In other action, aldermen approved:

  • Mayor Mike Troup’s appointment of Alderman Eric Entrup (R-1) to the Finance Committee effective immediately. 
  • Troup’s creation of the Ad Hoc Yard Waste Committee and his appointment of Greg Fletcher (R-1), Jeff Bergman (R-2), Kelly Mays (R-3), Tony Sassen (R-4), Mike Rein (R-5), Richie Reis (D-6) and Jack Holtschlag (D-7) to the committee.
  • Troup’s appointment of Jennifer Winking as director of human resources and risk management effective May 22. 
  • Closing Vermont Street from 14th to 16th Street from 4-6 p.m. May 19 for a St. Mary’s Hospital commemorative ceremony. 
  • The 42nd annual Jam Session with live music from noon to 7 p.m. May 21 at South Side Boat Club, 640 S. Front.
  • A special permit for planned development, allowing for the operation of an investment advisory practice at 2240 Broadway. 
  • A special permit for planned development, allowing for the operation of a 24-hour daycare for children under age 12 at 3700 East Lake Centre Drive.
  • The St.
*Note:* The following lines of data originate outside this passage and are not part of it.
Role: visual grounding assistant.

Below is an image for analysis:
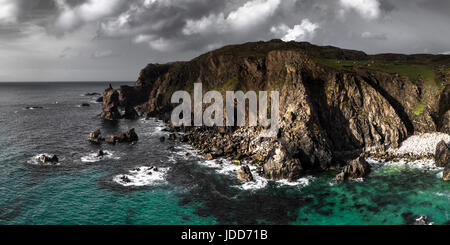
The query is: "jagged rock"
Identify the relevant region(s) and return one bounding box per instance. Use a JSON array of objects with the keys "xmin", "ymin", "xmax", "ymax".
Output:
[
  {"xmin": 263, "ymin": 146, "xmax": 303, "ymax": 181},
  {"xmin": 336, "ymin": 157, "xmax": 371, "ymax": 181},
  {"xmin": 100, "ymin": 88, "xmax": 122, "ymax": 121},
  {"xmin": 414, "ymin": 215, "xmax": 429, "ymax": 225},
  {"xmin": 123, "ymin": 106, "xmax": 139, "ymax": 120},
  {"xmin": 169, "ymin": 134, "xmax": 177, "ymax": 140},
  {"xmin": 116, "ymin": 128, "xmax": 139, "ymax": 143},
  {"xmin": 105, "ymin": 136, "xmax": 117, "ymax": 145},
  {"xmin": 39, "ymin": 155, "xmax": 59, "ymax": 164},
  {"xmin": 443, "ymin": 166, "xmax": 450, "ymax": 181},
  {"xmin": 103, "ymin": 41, "xmax": 450, "ymax": 180},
  {"xmin": 237, "ymin": 165, "xmax": 254, "ymax": 182},
  {"xmin": 95, "ymin": 150, "xmax": 108, "ymax": 158},
  {"xmin": 205, "ymin": 153, "xmax": 214, "ymax": 161},
  {"xmin": 120, "ymin": 175, "xmax": 131, "ymax": 183},
  {"xmin": 88, "ymin": 129, "xmax": 105, "ymax": 144},
  {"xmin": 434, "ymin": 141, "xmax": 450, "ymax": 168}
]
Francis Parish Picnic Committee to hold its annual parish picnic from 5 p.m. to noon on June 10.
  • The Big River Steampunk Festival to be held May 19-21 in Clat Adams Park. 
  • Three percent annual raises be given to all non-union employees effective May 1. The raise is the same given to city employees represented by the Machinist union.
  • Spending $22,794 with Midwest Meter, Inc., of Edinburg for 1-inch water meters, meter settings and automatic meter readers. 
  • Spending $16,975 with Hydro-Kinetics Corporation of St. Louis for a new lime sludge pump.
  • Spending $21,520 with Luby Equipment of Quincy to buy a Towmaster T16DT trailer.
  • Spending $26,000 with Core & Main of Washington, Ill., for 10 fire hydrants.
  • A joint agreement with the Illinois Department of Transportation for pledged funding for the relocation of a 12-inch water main at Illinois Route 96 (24th Street) and Ellington Road. 
  • An agreement for reimbursement with the Illinois Department of Transportation for relocation of a 10-inch sanitary sewer line at Illinois Route 96 (24th Street) and Ellington Road. 
  • Spending $206,532 with Hood Construction Group of Rushville for the extension of water and sewer mains to service a housing development at Eighth and Jersey. 
  • Spending no more than $714,800 with Crawford, Murphy, and Tilly, Inc., of Springfield for Reconstruct Runway 4/22 construction phase engineering services.
  • Spending $14,600 with Crawford, Murphy and Tilly, Inc., for additional design services to the hangar access project. 
  • An amendment to the Phase 4 project at Quincy Regional Airport with the Federal Aviation Administration to spend $135,000 for a Medium Intensity Approach Lighting System (MALSR) shelter. 
  • An agreement with Crawford, Murphy, and Tilly, Inc., for MALSR design services, with the city’s share being $2,252.50. 
  • Releasing the city share from the Airport Hangar Fund No. 513 to the State of Illinois, Division of Aeronautics, in the amount of $713,444.32 for the hangar access project.